Eine Studie im Auftrag des Deutschen Alpenvereins (DAV) kommt ähnlich wie frühere Prognosen zu dem Ergebnis: In den bayerischen Bergen werden die Skifahrer langfristig nur zwei schneesichere Gebiete ansteuern können: Die Pisten in Garmisch-Partenkirchen um die Zugspitze und in Oberdorf am Nebelhorn. Auch nach einer OECD-Studie wäre bei einer Erwärmung um vier Grad in Deutschland nur die Zugspitze schneesicher.
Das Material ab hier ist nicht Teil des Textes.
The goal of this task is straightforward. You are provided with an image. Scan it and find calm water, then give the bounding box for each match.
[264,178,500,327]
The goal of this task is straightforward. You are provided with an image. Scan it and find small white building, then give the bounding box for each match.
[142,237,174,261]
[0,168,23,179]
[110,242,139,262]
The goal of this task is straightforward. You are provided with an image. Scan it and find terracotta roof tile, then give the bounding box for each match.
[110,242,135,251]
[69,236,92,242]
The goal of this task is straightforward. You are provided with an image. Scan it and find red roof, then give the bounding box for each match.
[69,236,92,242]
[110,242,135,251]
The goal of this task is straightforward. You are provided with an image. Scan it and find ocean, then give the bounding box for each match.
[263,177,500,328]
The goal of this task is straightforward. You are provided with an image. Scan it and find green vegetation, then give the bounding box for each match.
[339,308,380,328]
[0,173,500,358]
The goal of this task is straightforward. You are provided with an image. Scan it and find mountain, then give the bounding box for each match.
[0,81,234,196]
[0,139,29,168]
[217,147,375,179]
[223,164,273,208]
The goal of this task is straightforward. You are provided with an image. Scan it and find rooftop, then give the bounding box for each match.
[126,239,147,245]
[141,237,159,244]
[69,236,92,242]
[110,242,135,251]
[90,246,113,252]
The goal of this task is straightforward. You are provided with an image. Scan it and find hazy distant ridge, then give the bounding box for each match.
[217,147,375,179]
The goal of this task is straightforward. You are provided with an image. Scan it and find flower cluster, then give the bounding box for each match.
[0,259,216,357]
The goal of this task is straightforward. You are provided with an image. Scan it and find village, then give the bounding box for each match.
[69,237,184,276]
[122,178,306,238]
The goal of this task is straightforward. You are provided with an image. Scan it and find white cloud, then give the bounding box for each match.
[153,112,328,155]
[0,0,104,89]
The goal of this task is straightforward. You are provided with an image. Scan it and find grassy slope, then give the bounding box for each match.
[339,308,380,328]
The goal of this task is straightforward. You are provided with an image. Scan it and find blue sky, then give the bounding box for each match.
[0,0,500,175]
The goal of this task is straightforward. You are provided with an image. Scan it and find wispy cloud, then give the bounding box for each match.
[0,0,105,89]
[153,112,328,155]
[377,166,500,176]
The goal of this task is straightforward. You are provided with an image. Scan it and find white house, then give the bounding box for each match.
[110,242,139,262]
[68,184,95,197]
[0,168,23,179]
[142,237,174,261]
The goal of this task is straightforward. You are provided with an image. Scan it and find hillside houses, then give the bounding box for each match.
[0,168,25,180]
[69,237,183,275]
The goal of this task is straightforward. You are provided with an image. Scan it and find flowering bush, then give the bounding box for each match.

Der Gletscher an Deutschlands höchstem Berg dürfte dann geschmolzen sein, er könnte nach Prognosen schon in zwei Jahrzehnten ganz verschwinden. Die Bayerische Zugspitzbahn kämpft deshalb auch im Sommer um ihr Skigebiet. Mit weißen Planen deckten Helfer alljährlich ein paar Hundert Quadratmeter ab, um Eis und Schnee zu schützen. Ähnlich machen es österreichische Gletscherskigebiete. Zum Erhalt der vom Klimawandel bedrohten Gletscherwelt trägt das aber Experten zufolge nicht messbar bei - bestenfalls zum Erhalt des Skibetriebs.

Erstmals bezieht die neue DAV-Studie bei der Prognose für Bayerns Skigebiete die künstliche Beschneiung ein. Ergebnis: Kunstschnee - in Fachkreisen „technischer Schnee“ - kann manche Orte über Zwischenphasen retten. Bei einem Grad Erwärmung wären mit Kunstschnee noch 50 bis gut 70 Prozent der Skigebiete in Bayern schneesicher, ohne Kunstschnee nur gut 15 bis 20 Prozent. Aber bei vier Grad ist fast überall Schluss - da hilft auch die Schneekanonen-Artillerie nicht mehr.

Liftbetreiber sehen das anders. „Ich kann heute nicht aufhören zu investieren für eine Prognose, die vielleicht in 30 Jahren eintritt“, sagte Birgit Priesnitz, Geschäftsführerin des Verbandes deutscher Seilbahnen und Schlepplifte. „Es ist eine wirtschaftliche Entscheidung, weil es ganz klar ist, dass Beschneiung ganz wichtig ist für die Schneesicherheit.“ Und die wiederum ist wichtig, damit die Gäste kommen - die Konkurrenz in Österreich ist scharf, und die dortigen Gebiete sind gut ausgebaut. Laut Priesnitz werden in Bayern 16 Prozent der Pistenfläche beschneit, in Österreich 67 Prozent.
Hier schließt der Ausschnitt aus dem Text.